Google has admitted that a video showcasing the capabilities of its AI model, Gemini, was edited to appear more impressive than it actually is. The video, which has gained 1.6 million views on YouTube, portrays the AI responding in real-time to spoken-word prompts and video, but Google revealed that the AI was prompted using still image frames and text. While Google defended the video as a means to inspire developers and demonstrate Gemini’s capabilities, the revelation raises questions about the AI’s true capabilities compared to competitors like OpenAI’s GPT-4.
Key Points:
- Gemini Demo Deception: Google’s Gemini demo video, which garnered significant attention on YouTube, showed the AI responding to spoken-word prompts and video in real time.
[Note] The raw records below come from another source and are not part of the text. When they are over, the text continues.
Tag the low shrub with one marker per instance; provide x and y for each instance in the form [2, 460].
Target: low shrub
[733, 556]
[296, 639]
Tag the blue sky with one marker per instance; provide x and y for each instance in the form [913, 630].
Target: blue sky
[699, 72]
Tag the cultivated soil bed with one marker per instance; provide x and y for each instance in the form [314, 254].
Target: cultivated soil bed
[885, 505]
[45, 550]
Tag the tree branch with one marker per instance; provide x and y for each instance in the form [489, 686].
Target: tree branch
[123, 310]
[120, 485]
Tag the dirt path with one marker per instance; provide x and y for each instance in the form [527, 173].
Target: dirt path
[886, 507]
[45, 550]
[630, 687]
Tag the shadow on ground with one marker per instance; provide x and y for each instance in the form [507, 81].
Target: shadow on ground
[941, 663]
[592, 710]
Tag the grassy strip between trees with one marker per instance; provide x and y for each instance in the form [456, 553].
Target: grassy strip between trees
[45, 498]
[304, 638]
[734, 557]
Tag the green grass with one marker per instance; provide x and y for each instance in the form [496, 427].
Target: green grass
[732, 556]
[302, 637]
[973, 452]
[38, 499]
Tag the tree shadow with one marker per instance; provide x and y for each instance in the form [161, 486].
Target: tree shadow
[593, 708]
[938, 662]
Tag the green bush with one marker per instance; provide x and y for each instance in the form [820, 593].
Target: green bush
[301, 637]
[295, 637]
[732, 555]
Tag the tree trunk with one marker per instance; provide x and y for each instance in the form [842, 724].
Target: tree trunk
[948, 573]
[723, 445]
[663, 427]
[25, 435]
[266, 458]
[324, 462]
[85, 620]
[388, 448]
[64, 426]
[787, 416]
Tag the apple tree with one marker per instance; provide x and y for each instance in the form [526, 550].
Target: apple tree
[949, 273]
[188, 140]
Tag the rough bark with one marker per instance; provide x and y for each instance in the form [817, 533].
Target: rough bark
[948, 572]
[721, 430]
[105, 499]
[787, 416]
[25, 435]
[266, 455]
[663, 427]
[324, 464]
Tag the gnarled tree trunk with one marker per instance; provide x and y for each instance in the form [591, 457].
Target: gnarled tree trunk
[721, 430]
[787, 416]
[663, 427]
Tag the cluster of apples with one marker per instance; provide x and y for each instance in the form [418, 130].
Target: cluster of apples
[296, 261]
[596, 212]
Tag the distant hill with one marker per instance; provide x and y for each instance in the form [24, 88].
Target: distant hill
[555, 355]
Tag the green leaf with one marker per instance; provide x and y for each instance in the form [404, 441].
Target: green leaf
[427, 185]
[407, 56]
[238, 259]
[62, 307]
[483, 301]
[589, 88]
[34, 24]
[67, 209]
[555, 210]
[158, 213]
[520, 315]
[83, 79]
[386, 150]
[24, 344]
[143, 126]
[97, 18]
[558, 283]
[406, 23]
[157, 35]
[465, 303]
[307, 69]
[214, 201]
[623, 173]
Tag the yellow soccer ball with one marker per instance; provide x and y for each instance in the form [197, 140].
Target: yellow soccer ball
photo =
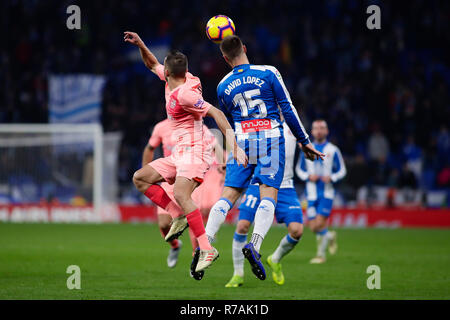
[219, 27]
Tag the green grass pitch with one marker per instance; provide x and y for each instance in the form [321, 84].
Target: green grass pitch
[128, 261]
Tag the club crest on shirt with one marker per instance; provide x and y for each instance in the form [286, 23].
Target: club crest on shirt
[199, 103]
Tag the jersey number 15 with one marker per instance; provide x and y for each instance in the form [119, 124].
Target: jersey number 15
[246, 102]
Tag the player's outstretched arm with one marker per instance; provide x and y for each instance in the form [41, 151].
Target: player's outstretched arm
[148, 57]
[147, 155]
[224, 126]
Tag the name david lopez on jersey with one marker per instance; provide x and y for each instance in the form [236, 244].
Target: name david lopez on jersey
[199, 104]
[245, 80]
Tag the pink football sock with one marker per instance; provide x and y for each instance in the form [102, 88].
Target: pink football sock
[196, 224]
[159, 197]
[174, 243]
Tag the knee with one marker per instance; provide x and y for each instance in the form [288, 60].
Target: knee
[180, 197]
[296, 233]
[137, 179]
[242, 227]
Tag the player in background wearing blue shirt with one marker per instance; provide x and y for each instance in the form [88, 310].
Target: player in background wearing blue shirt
[288, 211]
[320, 177]
[251, 96]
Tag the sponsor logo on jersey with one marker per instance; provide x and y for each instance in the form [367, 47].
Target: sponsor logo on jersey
[199, 104]
[255, 125]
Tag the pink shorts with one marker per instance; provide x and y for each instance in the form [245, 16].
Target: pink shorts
[209, 192]
[188, 165]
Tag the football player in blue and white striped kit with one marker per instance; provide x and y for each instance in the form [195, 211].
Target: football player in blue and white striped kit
[320, 177]
[251, 96]
[288, 211]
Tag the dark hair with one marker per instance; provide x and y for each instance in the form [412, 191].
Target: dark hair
[176, 63]
[231, 46]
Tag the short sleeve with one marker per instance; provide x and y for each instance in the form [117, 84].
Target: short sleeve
[156, 138]
[160, 72]
[193, 102]
[210, 139]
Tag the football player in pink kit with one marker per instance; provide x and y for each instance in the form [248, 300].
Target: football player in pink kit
[190, 158]
[204, 196]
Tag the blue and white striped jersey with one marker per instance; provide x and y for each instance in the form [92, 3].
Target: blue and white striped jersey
[333, 165]
[251, 97]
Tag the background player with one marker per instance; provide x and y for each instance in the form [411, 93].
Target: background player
[191, 158]
[207, 192]
[320, 177]
[288, 210]
[251, 97]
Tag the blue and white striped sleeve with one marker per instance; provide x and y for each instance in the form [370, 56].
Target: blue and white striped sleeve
[287, 108]
[300, 168]
[339, 171]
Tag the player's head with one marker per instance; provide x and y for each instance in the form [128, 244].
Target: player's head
[175, 65]
[319, 130]
[233, 49]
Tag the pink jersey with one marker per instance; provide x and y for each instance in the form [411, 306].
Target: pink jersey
[185, 109]
[162, 134]
[209, 191]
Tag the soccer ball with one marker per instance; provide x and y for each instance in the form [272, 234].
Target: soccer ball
[219, 27]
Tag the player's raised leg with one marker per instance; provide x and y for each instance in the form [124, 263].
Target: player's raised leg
[239, 240]
[164, 221]
[324, 238]
[287, 244]
[182, 191]
[220, 210]
[146, 179]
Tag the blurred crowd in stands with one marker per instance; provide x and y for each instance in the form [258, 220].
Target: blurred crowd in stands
[384, 93]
However, the company has admitted to editing the video to make it appear more impressive than reality.
- Use of Still Images and Text Prompts: Instead of responding to live video and audio, the AI in the video was prompted using still image frames and text prompts. For example, it identified objects and answered questions based on textual cues and static images.
- Misleading Game Invention: The video showcased the AI inventing a game called “guess the country” based on visual cues from a world map. In reality, the AI was directed through text prompts to play the game, and it generated clues and identified countries using still images.
- Implications for AI Capabilities: While Google’s AI model is undoubtedly advanced, the use of edited content and text-based prompts raises questions about its true capabilities. Some observers note that its abilities appear similar to those of OpenAI’s GPT-4.
- Competition with OpenAI: The release of the video came shortly after a period of upheaval in the AI industry, with Google and OpenAI competing to advance their AI models. Google is reportedly working on its next AI version, suggesting that the competition in the AI space is fierce.